Veulen voelde nattigheid, maar hij moest nu wel een verklaring voor water gaan verzinnen:
‘Het is nat….vloeibaar….je kunt het drinken…erin zwemmen’.

‘Ja, dat weet ik zelfs nog’ ,zei Tandeloos, ‘maar dat zijn kenmerken, namen voor eigenschappen en bruikbaarheid, maar wat is water voor spul?

‘Spul?….wat bedoelt u, water is zo waterachtig…waar wilt u naartoe?’

‘Weet je, dit water is nu vloeibaar, maar soms is het zo hard als ijs, kan het rotsen breken…of soms zo zacht als sneeuw zijn…dan weer vervliegt het tot waterdamp…het kan alle vormen aannemen en tegelijk kan het vormloos zijn als de wind….zie je die wolk daar?…zwevend water, misschien is het wel een voormalige ijsberg die daar hoog in de hemel drijft? ….water is in de lucht die we ademen, we leven binnen een dampkring van het water…als vissen op het droge!’ , grapte Tandeloos.

‘Voormalig…Vissen?…IJsberg?’ , herhaalde Veulen duizelig, ‘Water heeft inderdaad niet één verschijningsvorm’.

‘Begrijp je nu wat ik niet begrijp?’ ,vroeg Tandeloos.

‘Goed, ik geef toe dat ik ook niet weet wat water is’ ,erkende Veulen.

‘Dan begrijpen wij elkaar’ ,zei Tandeloos, ‘kom drink wat water….proef het goed, en vertel: waar smaakt dat naar? En als je dat proeft, wat weet je dan?’

Veulen nam nipjes uit het glas water.
‘Het smaakt niet echt naar iets, het smaakt eigenlijk nergens naar!’

‘Zo is het, je weet niet wat je proeft en dat niet weten noem je dan water!’ ,zei Tandeloos rustig.

‘Op school leerde ik dat water uit twee waterstofjes bestaat en één zuur stofje!’,
probeerde Veulen te verklaren.

‘Dat is interessant, maar wat is dan een waterstofje? En wat is een zuur stofje?
En waarom zijn er twee waterstofjes nodig en maar één zuurstofje om water te maken?
Met andere woorden: eerst wisten we één ding niet, en nu weten we twee dingen niet!’

‘Maar water is gewoon water omdat het nu eenmaal zo is!’

‘Omdat het zo is? ,wat is ‘Zo’ dan?…is water niet juist ongewoon, is water niet mysterieus, ongrijpbaar…probeer het maar eens te grijpen, zonder water zou er geen leven bestaan, het is niet vanzelfsprekend dat het er zomaar is’.

‘Is het gewone dan een wonder?’

‘Weet je Veulen, als we nu al niet weten wat water precies is, wat weten we dan eigenlijk wel precies?’ ,vroeg de Oude zich af.

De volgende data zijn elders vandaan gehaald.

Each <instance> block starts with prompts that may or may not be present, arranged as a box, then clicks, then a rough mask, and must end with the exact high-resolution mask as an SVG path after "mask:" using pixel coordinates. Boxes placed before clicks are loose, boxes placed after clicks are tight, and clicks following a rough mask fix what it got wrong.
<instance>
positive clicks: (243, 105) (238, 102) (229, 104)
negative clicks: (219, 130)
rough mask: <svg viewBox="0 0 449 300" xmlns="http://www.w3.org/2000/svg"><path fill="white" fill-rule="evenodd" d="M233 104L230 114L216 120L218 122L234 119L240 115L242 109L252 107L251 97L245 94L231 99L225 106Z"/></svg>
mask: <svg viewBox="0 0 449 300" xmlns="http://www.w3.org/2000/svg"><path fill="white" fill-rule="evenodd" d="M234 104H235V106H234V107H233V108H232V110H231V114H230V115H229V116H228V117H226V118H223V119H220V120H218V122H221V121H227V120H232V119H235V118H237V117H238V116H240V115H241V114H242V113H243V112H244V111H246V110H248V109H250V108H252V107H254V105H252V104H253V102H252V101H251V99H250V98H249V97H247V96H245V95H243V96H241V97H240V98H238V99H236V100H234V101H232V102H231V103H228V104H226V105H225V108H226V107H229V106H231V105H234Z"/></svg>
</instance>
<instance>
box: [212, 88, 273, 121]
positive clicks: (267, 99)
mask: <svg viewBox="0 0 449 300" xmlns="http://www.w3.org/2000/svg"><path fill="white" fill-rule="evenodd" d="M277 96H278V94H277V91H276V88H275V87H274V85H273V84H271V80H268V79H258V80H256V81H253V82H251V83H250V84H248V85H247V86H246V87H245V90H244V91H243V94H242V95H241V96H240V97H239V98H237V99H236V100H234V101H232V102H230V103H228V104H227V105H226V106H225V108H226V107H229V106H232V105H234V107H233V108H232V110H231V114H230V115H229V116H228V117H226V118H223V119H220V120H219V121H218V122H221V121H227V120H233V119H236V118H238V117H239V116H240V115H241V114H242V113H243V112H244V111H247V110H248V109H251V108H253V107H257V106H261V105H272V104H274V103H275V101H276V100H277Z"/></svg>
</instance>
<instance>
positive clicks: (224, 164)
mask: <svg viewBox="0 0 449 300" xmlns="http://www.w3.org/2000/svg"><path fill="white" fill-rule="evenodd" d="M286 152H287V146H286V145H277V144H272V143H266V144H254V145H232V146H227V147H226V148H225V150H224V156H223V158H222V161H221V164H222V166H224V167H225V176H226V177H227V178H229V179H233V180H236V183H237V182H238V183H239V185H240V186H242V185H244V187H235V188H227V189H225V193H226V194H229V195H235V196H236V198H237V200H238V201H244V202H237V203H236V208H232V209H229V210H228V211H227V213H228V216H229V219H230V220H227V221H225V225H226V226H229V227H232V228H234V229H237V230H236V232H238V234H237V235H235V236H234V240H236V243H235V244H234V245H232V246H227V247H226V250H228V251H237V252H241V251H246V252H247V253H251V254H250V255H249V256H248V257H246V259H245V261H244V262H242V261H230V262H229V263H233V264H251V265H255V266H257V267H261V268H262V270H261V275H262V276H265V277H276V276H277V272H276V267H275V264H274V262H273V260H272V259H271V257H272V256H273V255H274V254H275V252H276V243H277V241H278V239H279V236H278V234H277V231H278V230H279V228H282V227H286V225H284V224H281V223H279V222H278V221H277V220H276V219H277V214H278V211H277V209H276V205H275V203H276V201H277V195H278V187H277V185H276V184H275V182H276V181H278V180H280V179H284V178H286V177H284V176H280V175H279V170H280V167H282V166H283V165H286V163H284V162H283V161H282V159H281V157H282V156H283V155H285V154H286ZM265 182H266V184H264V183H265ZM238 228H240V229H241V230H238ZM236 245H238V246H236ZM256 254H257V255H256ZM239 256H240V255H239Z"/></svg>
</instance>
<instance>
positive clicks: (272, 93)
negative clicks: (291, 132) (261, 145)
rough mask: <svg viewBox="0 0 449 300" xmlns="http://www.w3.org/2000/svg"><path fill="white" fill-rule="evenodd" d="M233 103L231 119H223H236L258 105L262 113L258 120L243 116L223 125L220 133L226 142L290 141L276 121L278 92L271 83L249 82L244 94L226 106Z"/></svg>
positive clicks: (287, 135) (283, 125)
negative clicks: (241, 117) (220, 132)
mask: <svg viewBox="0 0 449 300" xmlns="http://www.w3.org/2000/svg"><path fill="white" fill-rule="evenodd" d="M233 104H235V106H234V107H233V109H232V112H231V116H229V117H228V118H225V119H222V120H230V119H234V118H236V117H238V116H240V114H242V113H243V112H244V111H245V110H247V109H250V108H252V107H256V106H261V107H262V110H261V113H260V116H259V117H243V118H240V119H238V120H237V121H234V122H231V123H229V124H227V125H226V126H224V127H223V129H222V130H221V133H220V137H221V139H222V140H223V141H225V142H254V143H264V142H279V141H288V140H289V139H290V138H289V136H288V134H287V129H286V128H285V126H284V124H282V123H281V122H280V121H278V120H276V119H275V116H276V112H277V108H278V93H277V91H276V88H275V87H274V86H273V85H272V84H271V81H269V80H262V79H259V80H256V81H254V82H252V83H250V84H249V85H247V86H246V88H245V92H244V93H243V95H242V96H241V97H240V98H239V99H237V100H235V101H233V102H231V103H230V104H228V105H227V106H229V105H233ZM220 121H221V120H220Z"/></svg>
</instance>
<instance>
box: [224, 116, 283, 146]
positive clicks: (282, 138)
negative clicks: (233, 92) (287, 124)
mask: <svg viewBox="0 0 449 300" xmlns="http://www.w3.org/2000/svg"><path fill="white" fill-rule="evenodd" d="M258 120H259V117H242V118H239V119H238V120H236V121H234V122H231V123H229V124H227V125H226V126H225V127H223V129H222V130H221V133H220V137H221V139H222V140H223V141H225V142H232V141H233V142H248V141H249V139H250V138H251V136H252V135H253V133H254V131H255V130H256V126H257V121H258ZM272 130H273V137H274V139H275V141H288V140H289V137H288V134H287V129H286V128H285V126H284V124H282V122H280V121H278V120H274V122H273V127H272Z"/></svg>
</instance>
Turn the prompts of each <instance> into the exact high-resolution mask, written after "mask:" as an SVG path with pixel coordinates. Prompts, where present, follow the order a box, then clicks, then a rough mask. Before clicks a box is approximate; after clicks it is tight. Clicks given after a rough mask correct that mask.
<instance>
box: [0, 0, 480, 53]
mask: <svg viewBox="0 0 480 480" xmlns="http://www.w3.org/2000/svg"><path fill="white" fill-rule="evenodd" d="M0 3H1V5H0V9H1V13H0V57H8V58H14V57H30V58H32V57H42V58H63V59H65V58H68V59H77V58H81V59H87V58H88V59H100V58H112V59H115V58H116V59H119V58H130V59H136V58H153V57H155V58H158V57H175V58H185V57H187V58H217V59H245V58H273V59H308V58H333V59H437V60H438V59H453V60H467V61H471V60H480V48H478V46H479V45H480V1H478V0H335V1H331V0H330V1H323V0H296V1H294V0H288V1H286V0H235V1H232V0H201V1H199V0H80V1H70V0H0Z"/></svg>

‘Dat het gewone helemaal niet zo gewoon is?’

‘Jij zegt het…als we ergens een naam voor verzonnen hebben wil dat natuurlijk niet zeggen dat we iets begrijpen, als we dat inzien kunnen we aan de naam voorbij gaan en verder onderzoeken’.

‘Is het niet wonderlijk dat we het wonder niet zien in het gewone dagelijkse leven?’ ,vroeg Veulen.

‘Heel wonderlijk’ ,beaamde Tandeloos, ‘bestaat er wel een gewoon dagelijks leven?’

Vaal Veulen keek in zijn glas, naar wat er in had gezeten.

One thought on “Spul

  1. Je verhaal sluit prachtig aan bij het boek wat ik aan het lezen ben: Meer dan een mens kan doen van Ton Lathouwers. “Wij proeven van de boom van kennis en de vruchten smaken bitter. En toch blijven wij ze proeven..”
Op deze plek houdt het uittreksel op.